Чудеса в кастрюльке - стр. 7
– Стой.
– Пусти, – рвался парень, – убью старую идиотку. Дожила до восьмидесяти лет…
Внезапно он сел на пол и зарыдал.
– Сюнечка, – неслось из комнаты, – Сюнечка, ну где же ты?
Боясь, что Сережа сейчас вскочит и побежит к старухе, я толкнула дверь спальни. Розалия Никитична полулежала в подушках. Аська постаралась, чтобы бывшая свекровь не испытывала никакого дискомфорта. Огромная кровать итальянского производства была завалена уютными пледами, на тумбочке чернели пульты от телевизора и видика, здесь же громоздились книги и стояла тарелка с фруктами.
Можно сказать, что Розалии Никитичне повезло: после инсультов у нее сохранились разум и речь, одна беда – плохо ходят ноги. Впрочем, старуха кое-как, опираясь на чью-нибудь крепкую руку, способна доплестись до туалета. Но Розалия Никитична весит почти сто килограммов, а Аська не дотянула до шестидесяти, таскать по коридорам грузную старуху ей тяжело, отсюда памперсы и судно.
Увидав меня, Розалия отложила газету.
– А где Сюнечка?
– Вам памперс поменять? Давайте.
– Нет, деточка, – с достоинством ответила бабушка, – эту процедуру выполняет только Сюнечка, хотя спасибо за внимание. А где же она?
– В магазин ушла, – ляпнула я.
– А-а-а, – понесся из коридора женский крик, – не отдам, нет, ни за что! Пусть дома лежит!
– Что случилось? – приподнялась на локте старуха. – Это же Сюнечкин голос! Что происходит?
От неожиданности и растерянности я ляпнула:
– У вас горе, Лялечка умерла.
Розалия Никитична нервно воскликнула:
– Как?
– Я ничего не знаю. Заснула и не проснулась.
– Доктора вызывали?
– «Скорая помощь» до сих пор здесь.
– И что врачи сказали?
– Ничего сделать нельзя.
– Это все?
– Да.
Розалия Никитична откинулась на подушки.
– Иди, Виолочка, побудь с Сюнечкой, она, наверное, в шоке.

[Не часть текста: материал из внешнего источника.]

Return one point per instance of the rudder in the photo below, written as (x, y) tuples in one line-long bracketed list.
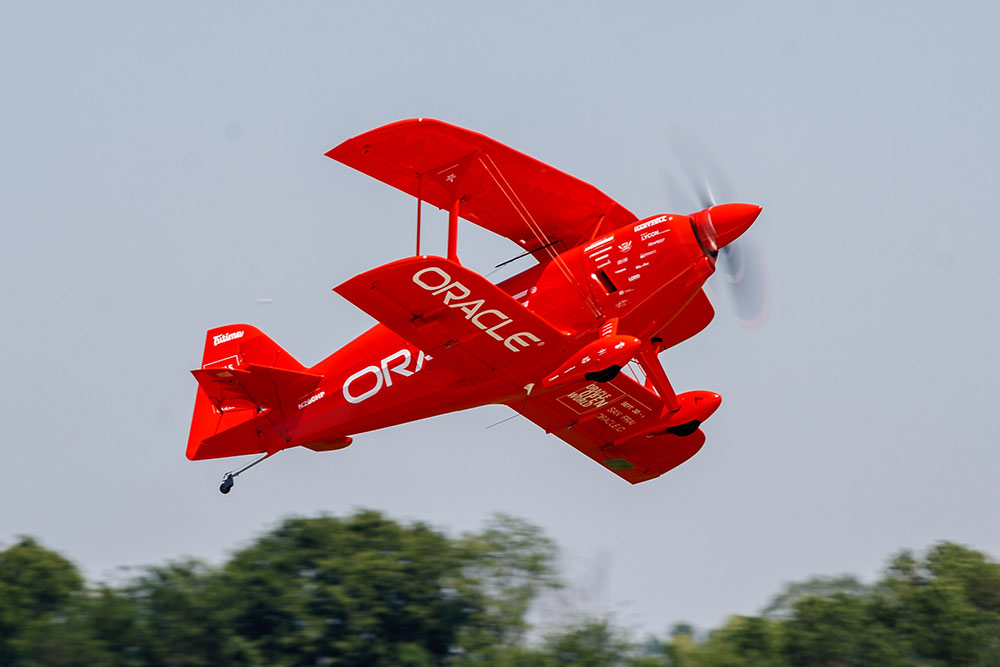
[(248, 387)]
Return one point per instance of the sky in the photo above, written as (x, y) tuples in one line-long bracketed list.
[(163, 170)]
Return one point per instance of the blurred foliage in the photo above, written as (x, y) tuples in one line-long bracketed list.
[(367, 590)]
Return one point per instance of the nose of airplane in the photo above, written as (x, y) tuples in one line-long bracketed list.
[(726, 221)]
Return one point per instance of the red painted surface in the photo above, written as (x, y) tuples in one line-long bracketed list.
[(609, 287)]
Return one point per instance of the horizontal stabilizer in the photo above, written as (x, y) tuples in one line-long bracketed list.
[(250, 395)]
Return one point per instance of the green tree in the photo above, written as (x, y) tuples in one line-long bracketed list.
[(43, 610), (362, 590)]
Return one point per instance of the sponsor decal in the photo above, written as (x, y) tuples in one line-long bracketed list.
[(226, 337), (454, 294), (312, 399), (649, 223), (230, 362), (591, 397), (597, 244)]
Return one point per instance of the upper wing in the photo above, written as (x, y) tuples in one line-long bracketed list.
[(606, 420), (447, 310), (499, 188)]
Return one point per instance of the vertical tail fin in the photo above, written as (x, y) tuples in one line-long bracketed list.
[(249, 390)]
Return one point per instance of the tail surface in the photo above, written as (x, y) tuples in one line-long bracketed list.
[(250, 392)]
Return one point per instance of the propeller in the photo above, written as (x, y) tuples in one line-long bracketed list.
[(741, 263)]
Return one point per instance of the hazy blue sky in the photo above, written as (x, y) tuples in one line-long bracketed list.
[(162, 168)]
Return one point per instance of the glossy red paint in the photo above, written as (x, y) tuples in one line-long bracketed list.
[(609, 290)]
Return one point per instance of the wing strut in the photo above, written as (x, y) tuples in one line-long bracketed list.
[(522, 211), (658, 377), (420, 205)]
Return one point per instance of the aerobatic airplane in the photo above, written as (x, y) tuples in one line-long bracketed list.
[(571, 343)]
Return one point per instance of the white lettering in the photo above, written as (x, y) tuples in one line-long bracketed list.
[(398, 362), (351, 398), (519, 339), (455, 291), (418, 278), (403, 354)]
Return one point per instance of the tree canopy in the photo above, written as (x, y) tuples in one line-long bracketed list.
[(368, 590)]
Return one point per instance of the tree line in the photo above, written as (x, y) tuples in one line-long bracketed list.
[(368, 590)]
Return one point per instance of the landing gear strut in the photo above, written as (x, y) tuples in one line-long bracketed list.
[(230, 477)]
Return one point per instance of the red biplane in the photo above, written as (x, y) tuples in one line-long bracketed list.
[(609, 292)]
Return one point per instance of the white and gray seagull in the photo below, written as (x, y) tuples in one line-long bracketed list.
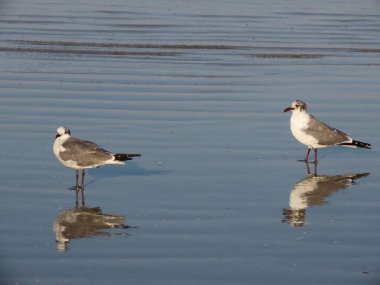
[(315, 134), (81, 154)]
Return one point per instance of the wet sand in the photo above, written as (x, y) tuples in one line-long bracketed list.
[(198, 89)]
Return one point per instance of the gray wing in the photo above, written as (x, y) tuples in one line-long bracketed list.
[(325, 134), (85, 153)]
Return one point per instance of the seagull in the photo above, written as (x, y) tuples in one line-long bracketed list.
[(81, 154), (315, 134)]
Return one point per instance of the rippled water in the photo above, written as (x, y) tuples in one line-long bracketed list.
[(198, 88)]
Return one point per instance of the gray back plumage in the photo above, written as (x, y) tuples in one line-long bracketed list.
[(85, 153), (325, 134)]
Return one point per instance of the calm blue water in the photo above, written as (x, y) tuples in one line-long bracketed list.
[(198, 88)]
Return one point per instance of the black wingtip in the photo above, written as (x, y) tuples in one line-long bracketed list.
[(126, 156), (358, 144)]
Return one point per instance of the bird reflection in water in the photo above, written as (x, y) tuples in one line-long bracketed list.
[(84, 222), (312, 191)]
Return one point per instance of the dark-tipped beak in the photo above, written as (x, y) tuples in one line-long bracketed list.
[(288, 109)]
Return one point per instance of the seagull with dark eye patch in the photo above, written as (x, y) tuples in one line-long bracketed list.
[(315, 134), (81, 154)]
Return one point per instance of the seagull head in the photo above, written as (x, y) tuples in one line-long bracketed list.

В полном изумлении от невероятного самообладания пожилой женщины я двинулась к двери. Надо же, Розалия Никитична не ужаснулась, не испугалась, не заплакала. Хотя Ляля ей не родная внучка, у Андрея с Асей детей не было. Но внезапная смерть даже чужого ребенка должна заставить любую женщину хотя бы вздрогнуть.
На пороге я обернулась. Розалия Никитична продолжала полулежать в подушках. Руки ее спокойно держали сложенный газетный лист, а на лице играла легкая улыбка. Я растерялась. Во взоре старухи были явное торжество и плохо скрытая радость.
Сами понимаете, в каком настроении я ехала домой. Прежде чем войти в квартиру, следовало успокоиться. Томочка совсем недавно родила сына Никитку. Представляю, в какой ужас она придет, услышав про то, что случилось у Бабкиной.
Не в силах объясняться с Тамарой, я зашла в первое попавшееся кафе, оказавшееся третьесортной забегаловкой. Столы тут были круглые, пластмассовые, шаткие, зато чай неожиданно разливали не в одноразовые пластиковые, а в стеклянные граненые стаканы. Я давно уже не встречала подобные в системе общепита. Да и весь интерьер харчевни навевал воспоминания о 80-х годах. Слегка обшарпанные стены, в меню сосиски с тушеной капустой и яйцо под майонезом, а между легкими столиками бродит бабища в некогда белом халате и отвратительно воняющим обрывком вафельного полотенца вытирает пролитые на столешницы лужицы того, что тут гордо именуется кофе.